A flash meter can help you with flash photography, especially when using multiple strobes. You can do the same thing by making test shots and chimping. The meter is a lot more convenient if you have to work fast, or do this a lot.
An incident light meter measures the light actually falling on the object, but it is pretty much exactly equivalent to setting an 18% grey card in the ambient light, pointing your DSLR at that, and reading the meter in it. The incident meter does this job a lot more conveniently if you have to work fast, or you do this a lot.
A spot meter can measure very small areas of the scene, which is useful for some styles of shooting (see: Zone System) and may offer more precision for this sort of thing than your DSLR can, but it's only moderately more precise and this is a pretty esoteric world. If you don't know that you need a spot meter, you're not in it (yet).
A DSLR can only measure reflected light, and even if you use a DSLR's spot metering mode the area metered can be pretty large.
Hand held light meters can not only measure reflected light, they can also measure incident light and strobe (flash) light.
They can also measure the light exactly where you want the measurement to be made.
I agree with what has been said, however there are instances when a hand-held meter will not be of any use. Perhaps not to everyone but it's a situation I run into frequently.
I shoot birds and wildlife with a long lens frequently. Measuring the light where I'm standing is meaningless since most of the time the light where my subject is (frequently up in a tree or half hidden in foliage) is completely different. Likewise, walking over where the subject is and taking a reading is out of the question since the subject would then head for the next county. The only useful reading is the one I get through my camera's lens.
Huh? I didn't think about my dslr reading the reflective light from the subject, and the light meter reading light from the source. I thought the light meter is far better than my dslr, because the light meter are crazy expensive.
Your in-camera meter will be wrong when metering subjects with poor reflectivity (e.g. someone wearing black clothes) or metering something white (e.g. a winter snow scene.) While those are just two examples, the point is your camera's meter was designed to make assumptions of average reflectivity of a subject. Anytime the reflectivity of your subject is far enough outside the norms, the meter will be wrong.
As a photographer, you will eventually learn to size-up the scene and realize when the meter is likely to be wrong. It will tend to want to overexpose black subject and underexpose light subjects (because it's trying to bring things toward that middle area.)

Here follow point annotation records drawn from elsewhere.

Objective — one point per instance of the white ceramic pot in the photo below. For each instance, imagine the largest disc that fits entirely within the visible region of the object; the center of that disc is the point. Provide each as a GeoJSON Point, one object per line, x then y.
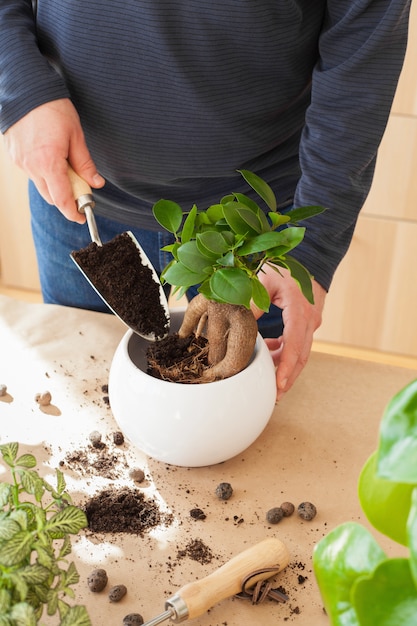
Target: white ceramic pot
{"type": "Point", "coordinates": [190, 425]}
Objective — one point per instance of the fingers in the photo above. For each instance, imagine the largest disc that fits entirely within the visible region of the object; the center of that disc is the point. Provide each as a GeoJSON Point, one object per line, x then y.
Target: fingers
{"type": "Point", "coordinates": [291, 351]}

A hand-held light meter will nail the exposure. That's because it's not metering the subject... it doesn't care about the reflectivity of it. It's metering the actual light landing on sensor point. The more basic meters may not include support for metering flash and incident light. High-end models are much more comprehensive.

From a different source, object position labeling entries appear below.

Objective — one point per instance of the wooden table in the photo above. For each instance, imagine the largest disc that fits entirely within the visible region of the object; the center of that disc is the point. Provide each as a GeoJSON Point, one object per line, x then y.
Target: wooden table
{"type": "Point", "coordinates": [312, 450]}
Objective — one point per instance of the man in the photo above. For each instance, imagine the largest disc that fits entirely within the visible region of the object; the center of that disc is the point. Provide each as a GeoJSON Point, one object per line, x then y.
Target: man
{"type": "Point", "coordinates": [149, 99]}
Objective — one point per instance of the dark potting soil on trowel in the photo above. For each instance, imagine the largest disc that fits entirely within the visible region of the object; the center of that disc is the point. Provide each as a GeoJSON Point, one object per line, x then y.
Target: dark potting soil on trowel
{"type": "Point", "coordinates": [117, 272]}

This depends on your experience with reflective metering. Incident metering is not a question of accuracy. It's perfect every time. Incident meters aren't fooled by color or brightness. They measure the light itself, not what is reflected. You still have to understand how that works and how it works in relation to dynamic range. But by measuring the light itself falling onto the scene, it eliminates guessing and getting fooled by light and dark objects.
As you may guess, I'm a fan of the hand-held meter and use it as often as I can, including during weddings, when most people would say there simply isn't time. Guess what? There's freakin' time. If there's time for Cliff Mautner to guess at matrix, take a quick look at the LCD and adjust, as you can see him do many times, then there's also time to take a quick incident reading and get it perfect on the first try. I've seen the top pros work and oftentimes their exposures start with an educated guess and a quick adjustment. A hand-held reading can be taken in the same amount of time. It's simply a style of shooting. No one style works for everyone. There isn't time for every shot in a wedding to do hand-held. But I do a variety of metering for weddings. Last weekend I used spot, matrix and manual. Some people use only spot, and some use only manual. I just use what's best for the situation.
And of course for precise flash control in manual, a meter can't be beat. You can do manual flash without a meter, but it takes a lot more guessing and adjusting.